Page:Bouglé - La Démocratie devant la science, 1904.djvu/214

Le texte de cette page a été corrigé et est conforme au fac-similé.

Défions-nous seulement des illusions auxquelles prête cette formule : « la survie des plus aptes ». On semble croire parfois qu’elle nous livre, en même temps qu’une explication universelle du progrès, un criterium définitif de la perfection. On traduit souvent « les plus aptes » par « les plus forts » ou « les meilleurs » comme si l’aptitude à survivre, l’adaptation, correspondait nettement à des qualités déterminées, susceptibles de s’accumuler toujours dans le même sens, et d’entraîner ainsi une ascension ininterrompue des êtres. Mais il faut se rendre compte que selon la diversité des circonstances, des qualités très différentes peuvent assurer le succès.
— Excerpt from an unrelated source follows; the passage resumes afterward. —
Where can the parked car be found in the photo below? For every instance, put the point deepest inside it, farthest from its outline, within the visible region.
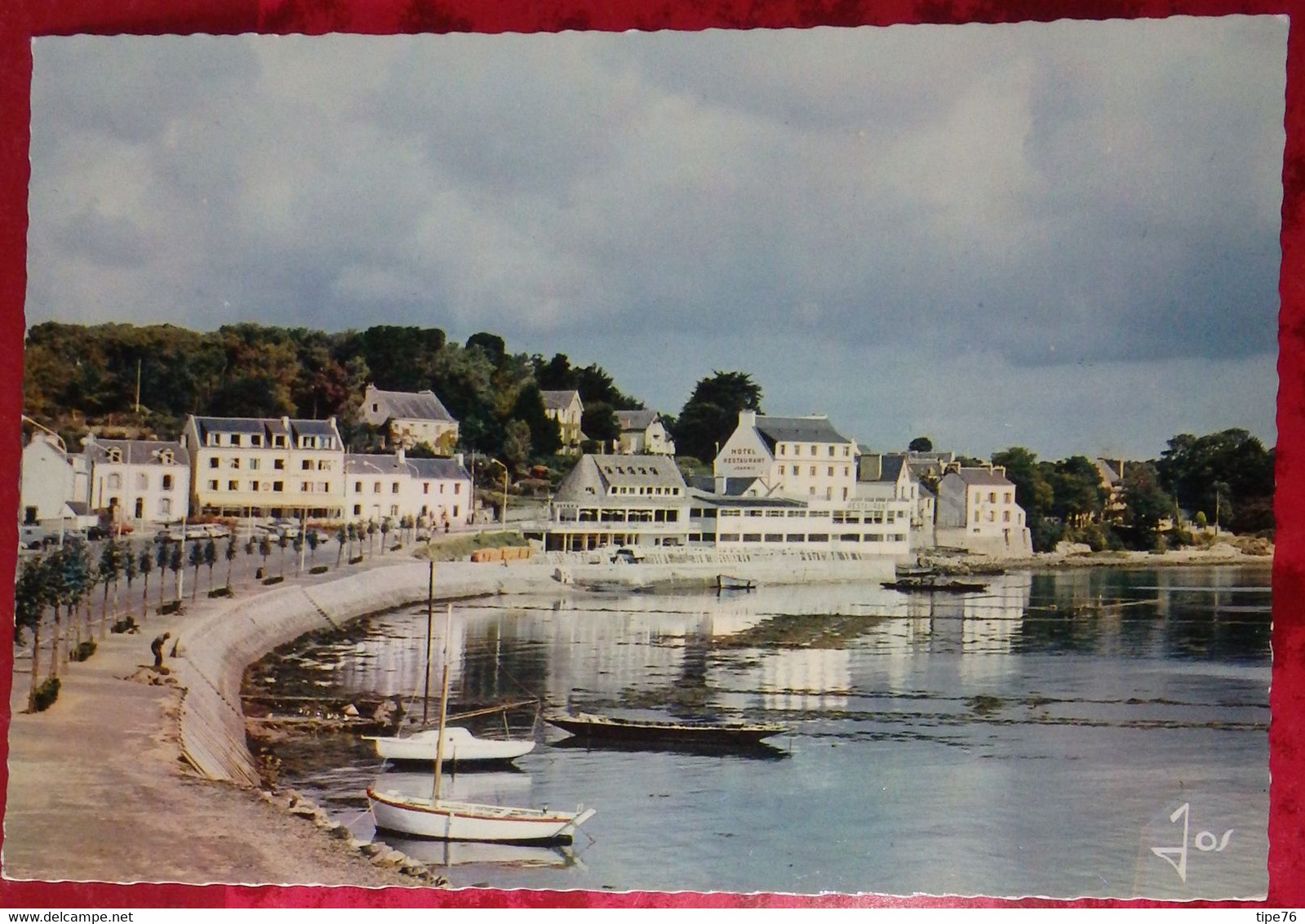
(628, 553)
(285, 527)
L’étude du processus de la sélection sexuelle nous l’a rappelé à propos : il faudrait se garder de croire qu’il n’y a qu’une sorte d’attitudes ou de caractères qui soit avantageuse : il y aurait lieu de distinguer déjà entre les dons utiles pour la survie individuelle et les dons utiles pour la perpétuation de la race. Nous avons vu que les armes qui triomphent dans la lutte pour la vie ne sont pas toujours les mêmes qui triomphent dans la lutte pour l’amour. Sans doute les défenses ou les cornes servent à la fois contre le rival et contre la proie. Mais les superbes bois du cerf ralentissent sa fuite. Les couleurs éclatantes du paon le désignent aux chasseurs. Les rémiges du faisan argus, qui prennent tout leur développement dans la saison d’amour, arrêtent presque complètement son vol : il devient prisonnier de sa beauté. Il est clair en un mot que dans beaucoup de cas les mâles n’ont acquis les ornements qui les distinguent qu’au prix d’une perte de forces et d’une augmentation de risques[1]. Ce qui prouve déjà qu’il y a plus d’un mètre pour le progrès et que tels caractères pourront être déclarés tour à tour, suivant les points de vue, supérieurs ou inférieurs.

En réalité il est impossible, dans le système darwinien, de

  1. Darwin, Descend., II, p. 132. Cf. Headley, Problems, p. 164.